Only new ideas can turn the tide
It used to be that you could set your watch by Tony Blair. He would rise, blinded by his hubris to the ashes from which he was rising, at regular intervals to say one of two things.
Either Labour must not shift to the left, or Britain should bomb another Middle Eastern country. And absolutely no one except John Rentoul would care.
But now he has found a new calling and for some it may prove a compelling one: Tony Blair, the man who can lead the revolt against Brexit.
The Tory government is hurtling towards the hardest of hard Brexits that few venting their understandable frustrations at out of touch Westminster elites and the political and economic system they preside over are likely to have voted for.
Labour is failing to provide a coherent opposition to this and risks alienating Remainers as well as Leavers.
Even as a Corbyn supporter, I thought his decision to impose a three-line whip (instead of offering a free vote) on the Article 50 vote even after Labour’s amendments had fallen was a mistake, accidentally offering Theresa May a blank cheque to turn Britain into a tax haven playground at the expense of its poorest people, no matter when the opposition thinks the real fight starts.
In offering de facto support to the government on Brexit, Labour has left the field vacant and its once, and let us hope not future, leader has risen up once more to claim it.
Across the pond, the same backlash against globalisation, immigration and the immiseration of working class communities has equally been exploited by right-wing populists to produce a similarly dangerous and destabilising result in the form of Donald Trump.
And who should emerge from the woodwork this week to criticise Trump? None other than Blair’s best warmonger friend, George W Bush, now looking almost presidential in hindsight.
He came out against Trump’s immigration crackdown and attacks on the media – and he was right. Just as Blair was right to come out against the damage Brexit will do to this country.
But these two men cannot be the ones to lead the countermovement against the economic, social and geopolitical climate of our age. They are the ones who created it. It was their neoliberal and neoconservative policies that helped shape a world of inequality and fear that could only ever be exploited by the populists.
Their economic policies, a continuation of their Reaganite and Thatcherite forebears, comfortable as they were with reckless, deregulated greed, destabilised the financial system, unleashing a wave of misery on working class people forced to pick up the tab for the bankers. In desperation and abandonment, some have bought the empty promises of Trump and the Brexiteers.
Their wars destabilised the Middle East, unleashing a wave of horrors on the region and the world. They led to the rise of Islamic State, and, in part, contributed to the Syrian Civil War and the refugee crisis we face today.
Despite the stark contrast in rhetoric between Bush and Trump, despite 43’s insistence that the US was not at war with Islam, it is difficult to imagine the current climate of Islamophobia that the populists found so easy to stir and manipulate, without the ‘War on Terror’.

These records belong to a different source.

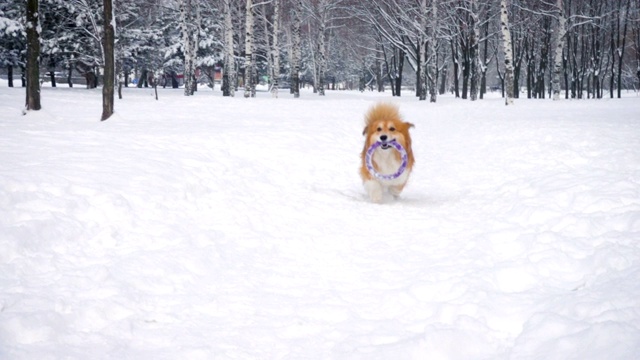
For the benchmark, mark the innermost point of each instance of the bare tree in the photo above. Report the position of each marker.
(508, 55)
(558, 41)
(275, 50)
(296, 50)
(229, 72)
(248, 51)
(109, 61)
(33, 56)
(189, 26)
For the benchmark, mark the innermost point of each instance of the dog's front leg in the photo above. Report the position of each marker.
(374, 189)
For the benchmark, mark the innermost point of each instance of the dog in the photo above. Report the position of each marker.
(383, 123)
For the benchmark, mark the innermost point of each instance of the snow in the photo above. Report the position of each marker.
(228, 228)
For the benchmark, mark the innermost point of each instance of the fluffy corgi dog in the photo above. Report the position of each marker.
(383, 123)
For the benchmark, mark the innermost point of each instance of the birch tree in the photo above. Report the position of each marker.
(474, 54)
(558, 44)
(189, 26)
(109, 61)
(422, 53)
(248, 51)
(508, 55)
(275, 52)
(229, 73)
(33, 56)
(432, 52)
(296, 48)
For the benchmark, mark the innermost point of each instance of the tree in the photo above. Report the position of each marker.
(190, 28)
(296, 48)
(248, 51)
(229, 72)
(508, 56)
(109, 61)
(12, 39)
(558, 41)
(33, 56)
(275, 52)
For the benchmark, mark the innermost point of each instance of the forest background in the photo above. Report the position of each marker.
(582, 48)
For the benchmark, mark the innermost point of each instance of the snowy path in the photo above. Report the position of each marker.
(211, 228)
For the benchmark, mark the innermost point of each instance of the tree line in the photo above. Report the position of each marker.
(540, 48)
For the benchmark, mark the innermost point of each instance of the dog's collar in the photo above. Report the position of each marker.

In light of all that has come to pass since, it might be easy for liberals and progressive Europhiles to look back on the Blair era and see an age of plenty, before austerity, an age of openness, before the Tories turned us in on ourselves. For some, it might even be easy to look back now on Bush and, next to his Republican successor, see a statesman and a man of reason and tolerance.
But Bush and Blair are part of the problem, not the solution. The field cannot be vacated to their likes. The centre-right drove us into a crisis the far-right was able to capitalise on.
The left needs to show it can provide an answer: a genuine vision for improving the lives of people globalisation left behind when they find themselves once again betrayed and left on the scrapheap.
Labour can do this in Britain. Corbyn’s ideas are well-placed to lead the way, even if the opposition has fumbled the Brexit ball in holding the Tories properly to account. It has to.
Because if the left fails at this most crucial of junctures, if it lets the right do all the running again, the only Marx anyone will be quoting will be The Eighteenth Brumaire of Louis Napoleon.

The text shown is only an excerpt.